Dieser Satz ist zum Motto des neuen Kommunikationsverhaltens geworden. Facebook und Twitter sind stellvertretend zwei Plattformen im sozialen Netzwerk, in dem sich Nachrichten mit großer Geschwindigkeit verbreiten (können). Journalisten müssen diese Wege nutzen und nicht, wie Stengler, darauf vertrauen, dass Rezipienten immer noch zu den Journallisten und ihren Medien kommen, wenn sie umfassend informiert sein wollen.

Die meisten klassischen Medienmacher ignorieren die neue Wirklichkeit. Einer, der sie akzeptiert und konsequent handelt, ist Alan Rusbridger, der Chefredakteur des Guardian, das nun ein WordPress-Plugin bereit gestellt hat. Damit können Blogger Guardian-Artikel in ihren Blog einbinden und die Artikel gleich kommentieren. Der Gaurdian forciert so die Verbreitung seiner Artikel im sozialen Netzwerk, anstatt die eigenen journalistischen Produkte hinter Firewalls zu verstecken und sie nur zahlungswilligen Kunden zugänglich zu machen.

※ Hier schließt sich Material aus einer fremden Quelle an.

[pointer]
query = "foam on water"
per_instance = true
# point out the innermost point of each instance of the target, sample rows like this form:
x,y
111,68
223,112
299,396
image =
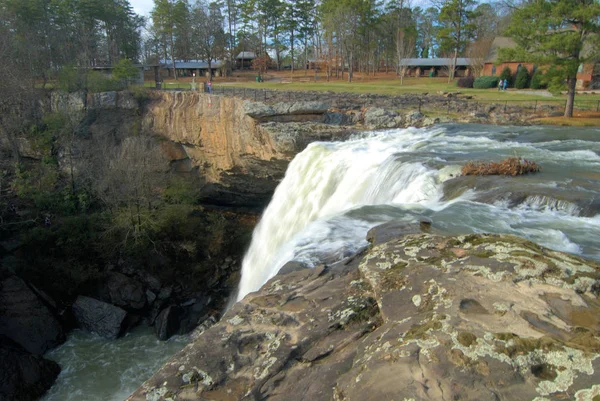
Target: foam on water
x,y
333,193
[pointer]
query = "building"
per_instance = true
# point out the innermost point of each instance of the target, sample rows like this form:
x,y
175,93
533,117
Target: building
x,y
435,67
588,75
244,60
188,68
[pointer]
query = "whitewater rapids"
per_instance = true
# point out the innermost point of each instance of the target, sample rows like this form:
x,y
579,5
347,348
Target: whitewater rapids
x,y
334,192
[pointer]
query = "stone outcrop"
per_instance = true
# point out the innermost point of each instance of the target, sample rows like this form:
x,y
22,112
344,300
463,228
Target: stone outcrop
x,y
417,317
98,317
25,319
23,376
125,292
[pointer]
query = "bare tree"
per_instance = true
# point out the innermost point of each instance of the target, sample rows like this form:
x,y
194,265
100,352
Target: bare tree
x,y
209,36
477,52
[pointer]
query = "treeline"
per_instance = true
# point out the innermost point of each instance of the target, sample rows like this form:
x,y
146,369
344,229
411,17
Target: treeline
x,y
361,35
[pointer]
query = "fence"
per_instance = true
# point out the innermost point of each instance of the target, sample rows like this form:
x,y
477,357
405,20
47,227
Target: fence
x,y
422,102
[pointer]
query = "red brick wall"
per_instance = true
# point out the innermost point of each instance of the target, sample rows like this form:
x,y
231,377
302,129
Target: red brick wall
x,y
487,69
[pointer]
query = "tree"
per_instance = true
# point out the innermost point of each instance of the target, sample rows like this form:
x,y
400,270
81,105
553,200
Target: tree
x,y
168,16
476,53
208,34
125,71
506,76
426,21
456,17
553,33
522,79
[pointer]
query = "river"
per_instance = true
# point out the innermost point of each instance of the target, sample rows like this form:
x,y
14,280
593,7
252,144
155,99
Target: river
x,y
334,192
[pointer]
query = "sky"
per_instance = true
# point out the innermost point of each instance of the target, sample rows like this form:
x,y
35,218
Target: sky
x,y
142,7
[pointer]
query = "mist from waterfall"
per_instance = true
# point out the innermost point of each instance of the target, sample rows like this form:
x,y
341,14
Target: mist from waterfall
x,y
334,192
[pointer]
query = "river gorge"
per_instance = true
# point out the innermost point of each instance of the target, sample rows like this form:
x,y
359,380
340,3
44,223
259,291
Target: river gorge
x,y
333,196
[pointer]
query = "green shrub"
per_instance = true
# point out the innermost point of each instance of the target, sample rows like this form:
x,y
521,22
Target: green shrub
x,y
465,82
99,82
485,82
125,72
522,80
537,80
507,75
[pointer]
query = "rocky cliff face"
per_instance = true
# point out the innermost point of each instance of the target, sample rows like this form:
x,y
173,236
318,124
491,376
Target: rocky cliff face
x,y
241,148
417,317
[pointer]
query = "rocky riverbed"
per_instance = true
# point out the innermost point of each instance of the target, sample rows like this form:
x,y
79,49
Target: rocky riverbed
x,y
415,316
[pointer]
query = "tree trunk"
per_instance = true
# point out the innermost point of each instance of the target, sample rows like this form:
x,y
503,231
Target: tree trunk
x,y
350,66
173,56
292,50
571,83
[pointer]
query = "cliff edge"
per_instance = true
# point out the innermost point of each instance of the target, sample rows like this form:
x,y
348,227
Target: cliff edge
x,y
417,317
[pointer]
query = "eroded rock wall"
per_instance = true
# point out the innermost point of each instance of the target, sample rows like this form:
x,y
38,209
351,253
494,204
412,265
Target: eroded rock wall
x,y
418,317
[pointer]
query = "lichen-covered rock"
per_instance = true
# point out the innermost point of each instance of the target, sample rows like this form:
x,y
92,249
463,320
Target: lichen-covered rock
x,y
376,118
419,317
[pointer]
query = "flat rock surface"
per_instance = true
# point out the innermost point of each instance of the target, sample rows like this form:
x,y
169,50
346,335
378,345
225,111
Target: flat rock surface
x,y
99,317
420,317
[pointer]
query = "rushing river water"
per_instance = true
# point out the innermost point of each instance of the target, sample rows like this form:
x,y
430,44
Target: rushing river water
x,y
333,193
97,369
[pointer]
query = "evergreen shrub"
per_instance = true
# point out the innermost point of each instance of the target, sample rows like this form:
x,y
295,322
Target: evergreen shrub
x,y
465,82
485,82
537,80
522,79
507,75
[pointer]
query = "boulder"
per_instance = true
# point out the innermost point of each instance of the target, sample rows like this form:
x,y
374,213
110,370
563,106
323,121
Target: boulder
x,y
99,317
102,100
413,119
377,118
181,319
125,292
167,322
25,319
418,317
23,376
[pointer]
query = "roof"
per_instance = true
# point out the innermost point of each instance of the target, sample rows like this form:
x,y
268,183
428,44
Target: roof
x,y
246,55
499,42
193,64
434,62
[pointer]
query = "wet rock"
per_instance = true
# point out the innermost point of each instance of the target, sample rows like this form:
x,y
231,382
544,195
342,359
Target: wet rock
x,y
167,323
474,317
292,266
23,376
376,118
25,319
103,100
125,291
99,317
181,319
413,119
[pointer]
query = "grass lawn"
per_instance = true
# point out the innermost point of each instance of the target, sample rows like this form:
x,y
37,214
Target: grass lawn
x,y
383,84
580,119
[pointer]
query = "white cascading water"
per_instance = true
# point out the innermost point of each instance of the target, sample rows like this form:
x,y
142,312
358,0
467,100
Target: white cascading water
x,y
325,180
333,193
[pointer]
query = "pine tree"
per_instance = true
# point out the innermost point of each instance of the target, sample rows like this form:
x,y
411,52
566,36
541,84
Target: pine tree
x,y
552,34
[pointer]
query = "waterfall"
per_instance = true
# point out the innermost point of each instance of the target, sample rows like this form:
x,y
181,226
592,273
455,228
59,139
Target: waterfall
x,y
333,193
323,182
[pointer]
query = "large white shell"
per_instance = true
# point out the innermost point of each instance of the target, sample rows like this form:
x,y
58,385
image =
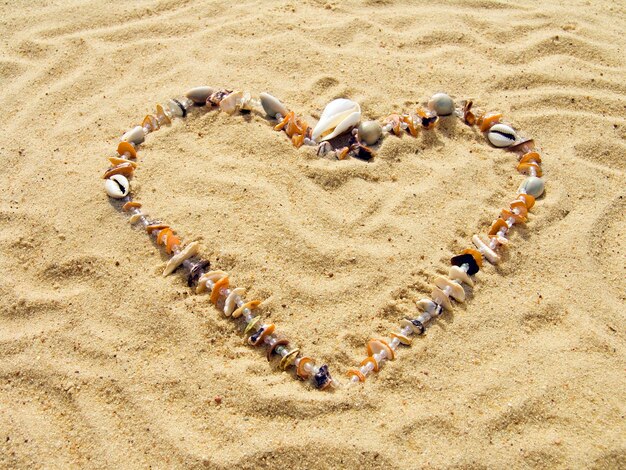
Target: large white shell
x,y
338,117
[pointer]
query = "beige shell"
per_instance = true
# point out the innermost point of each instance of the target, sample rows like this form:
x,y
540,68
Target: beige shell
x,y
487,252
229,303
441,298
188,252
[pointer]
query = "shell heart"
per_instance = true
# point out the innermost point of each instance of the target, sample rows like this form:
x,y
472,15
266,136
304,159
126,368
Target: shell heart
x,y
338,117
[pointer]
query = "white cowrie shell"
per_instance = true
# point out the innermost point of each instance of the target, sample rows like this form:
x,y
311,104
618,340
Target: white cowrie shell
x,y
338,117
199,94
272,106
501,135
117,186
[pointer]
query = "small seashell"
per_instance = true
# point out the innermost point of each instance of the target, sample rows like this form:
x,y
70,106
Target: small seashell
x,y
229,304
124,168
499,224
322,378
135,135
217,289
249,305
338,117
289,359
528,168
251,326
487,252
441,104
370,359
426,305
199,94
457,274
375,346
258,337
455,289
417,327
370,132
274,345
189,251
528,200
272,106
469,259
441,298
501,135
533,186
210,276
126,149
117,186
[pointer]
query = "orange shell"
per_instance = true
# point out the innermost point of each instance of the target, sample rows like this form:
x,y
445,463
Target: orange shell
x,y
300,369
163,236
489,120
172,241
153,227
519,219
125,169
161,115
215,293
520,206
118,161
497,225
284,122
368,360
476,254
126,147
525,167
528,200
530,157
251,305
130,205
352,372
409,122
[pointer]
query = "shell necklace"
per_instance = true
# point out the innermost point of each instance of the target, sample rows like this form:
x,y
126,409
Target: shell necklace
x,y
341,116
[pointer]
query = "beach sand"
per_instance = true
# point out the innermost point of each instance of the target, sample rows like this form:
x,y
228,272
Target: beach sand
x,y
105,363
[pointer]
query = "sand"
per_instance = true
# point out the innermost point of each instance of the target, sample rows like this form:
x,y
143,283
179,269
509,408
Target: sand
x,y
105,363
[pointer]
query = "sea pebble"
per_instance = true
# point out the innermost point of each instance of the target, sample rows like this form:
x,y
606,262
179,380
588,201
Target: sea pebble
x,y
369,132
533,186
199,94
441,104
117,186
272,105
135,135
501,135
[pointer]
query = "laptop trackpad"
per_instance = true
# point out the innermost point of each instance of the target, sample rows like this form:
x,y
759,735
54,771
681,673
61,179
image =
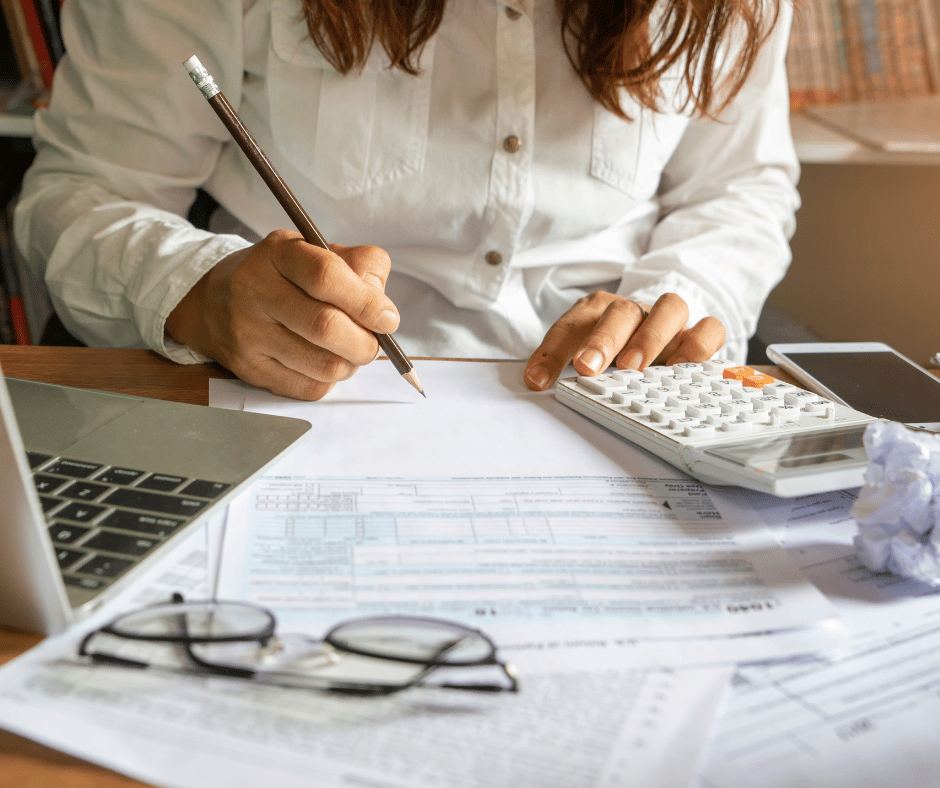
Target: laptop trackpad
x,y
52,418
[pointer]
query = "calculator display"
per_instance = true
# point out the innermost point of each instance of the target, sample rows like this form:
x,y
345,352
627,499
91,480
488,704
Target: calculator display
x,y
781,453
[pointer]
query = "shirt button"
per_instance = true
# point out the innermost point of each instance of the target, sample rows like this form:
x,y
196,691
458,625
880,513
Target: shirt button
x,y
512,143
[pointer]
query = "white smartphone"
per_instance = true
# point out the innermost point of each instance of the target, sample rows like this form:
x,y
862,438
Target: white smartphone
x,y
870,377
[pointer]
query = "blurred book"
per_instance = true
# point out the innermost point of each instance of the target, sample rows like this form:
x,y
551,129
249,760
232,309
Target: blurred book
x,y
909,125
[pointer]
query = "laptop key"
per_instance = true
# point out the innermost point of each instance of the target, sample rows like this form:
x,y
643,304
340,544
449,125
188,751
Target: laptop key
x,y
204,489
91,583
36,458
82,512
161,482
103,566
47,484
141,523
77,469
134,498
48,503
84,491
119,476
67,558
121,543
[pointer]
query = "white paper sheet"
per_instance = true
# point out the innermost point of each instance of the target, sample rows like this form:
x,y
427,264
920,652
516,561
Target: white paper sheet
x,y
502,508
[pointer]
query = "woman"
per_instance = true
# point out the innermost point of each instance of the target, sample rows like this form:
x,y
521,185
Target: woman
x,y
527,179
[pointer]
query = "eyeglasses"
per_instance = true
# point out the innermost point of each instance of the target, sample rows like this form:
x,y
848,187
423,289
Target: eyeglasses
x,y
365,656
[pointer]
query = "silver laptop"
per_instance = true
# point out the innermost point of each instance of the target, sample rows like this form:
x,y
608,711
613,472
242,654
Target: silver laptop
x,y
94,485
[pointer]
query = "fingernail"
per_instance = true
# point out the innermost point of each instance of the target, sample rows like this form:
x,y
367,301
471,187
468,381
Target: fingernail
x,y
633,360
592,359
388,322
538,377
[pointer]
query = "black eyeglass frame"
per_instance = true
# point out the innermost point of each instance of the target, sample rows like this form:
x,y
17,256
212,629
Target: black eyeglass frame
x,y
266,633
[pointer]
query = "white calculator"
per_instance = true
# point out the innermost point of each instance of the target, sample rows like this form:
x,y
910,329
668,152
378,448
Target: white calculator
x,y
727,424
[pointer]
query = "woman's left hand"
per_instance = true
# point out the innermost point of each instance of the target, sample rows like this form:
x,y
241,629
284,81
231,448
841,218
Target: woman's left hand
x,y
603,328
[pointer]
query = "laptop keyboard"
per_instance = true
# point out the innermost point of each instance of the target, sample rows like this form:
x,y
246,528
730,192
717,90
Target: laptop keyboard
x,y
104,519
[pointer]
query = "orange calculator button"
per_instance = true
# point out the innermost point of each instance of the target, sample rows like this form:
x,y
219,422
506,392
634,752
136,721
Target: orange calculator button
x,y
737,373
757,380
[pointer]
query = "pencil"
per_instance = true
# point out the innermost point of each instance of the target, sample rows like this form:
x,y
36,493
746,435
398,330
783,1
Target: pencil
x,y
284,195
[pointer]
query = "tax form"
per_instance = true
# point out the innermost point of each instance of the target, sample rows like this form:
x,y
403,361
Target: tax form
x,y
500,508
867,716
596,729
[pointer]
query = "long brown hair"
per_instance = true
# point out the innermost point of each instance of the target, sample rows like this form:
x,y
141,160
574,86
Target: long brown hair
x,y
608,42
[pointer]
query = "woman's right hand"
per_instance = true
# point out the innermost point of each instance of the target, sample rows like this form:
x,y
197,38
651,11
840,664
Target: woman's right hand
x,y
289,316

Die Arroganz der Medienmacher

Journalisten und Medienunternehmer müssen endlich wegkommen von ihrer überheblichen Haltung, die TIME-Editor Stengel in der subjektiven Gewissheit der Wichtigkeit seines Mediums unmissverständlich formuliert:

„TIME’s iconic red border symbolizes a bold, even arrogant idea. Everything inside that red border is worth knowing, and whatever is outside of it, well, not so much.“

Fehleinschätzungen wie diese zeugen nicht nur von realitätsverkennender Überheblichkeit. Sie werden auch genährt vom trügerischen Ruhekissen, dass noch nie soviele Rezipienten TIME – das Magazin und seine Online-Angebote – genutzt haben wie heute. Diese Haltung verstellt einmal mehr den Blick auf die Notwendigkeit, dass die Medienunternehmen dringend funktionierende Geschäftsmodelle entwicklen müssen. Diese basieren, wenn sie Erfolg haben wollen, auf den geänderten Kommunikationsgewohnheiten vor allem der jungen Menschen, der „Konsumenten von morgen“. Das iPad als Hoffnung ist zu wenig, wenn Websites, die den wirtschaftlichen Niedergang in den USA dokumentieren und analysieren, nicht auch in Zukunft häufiger akutalisiert werden müssen als uns Journalisten lieb ist.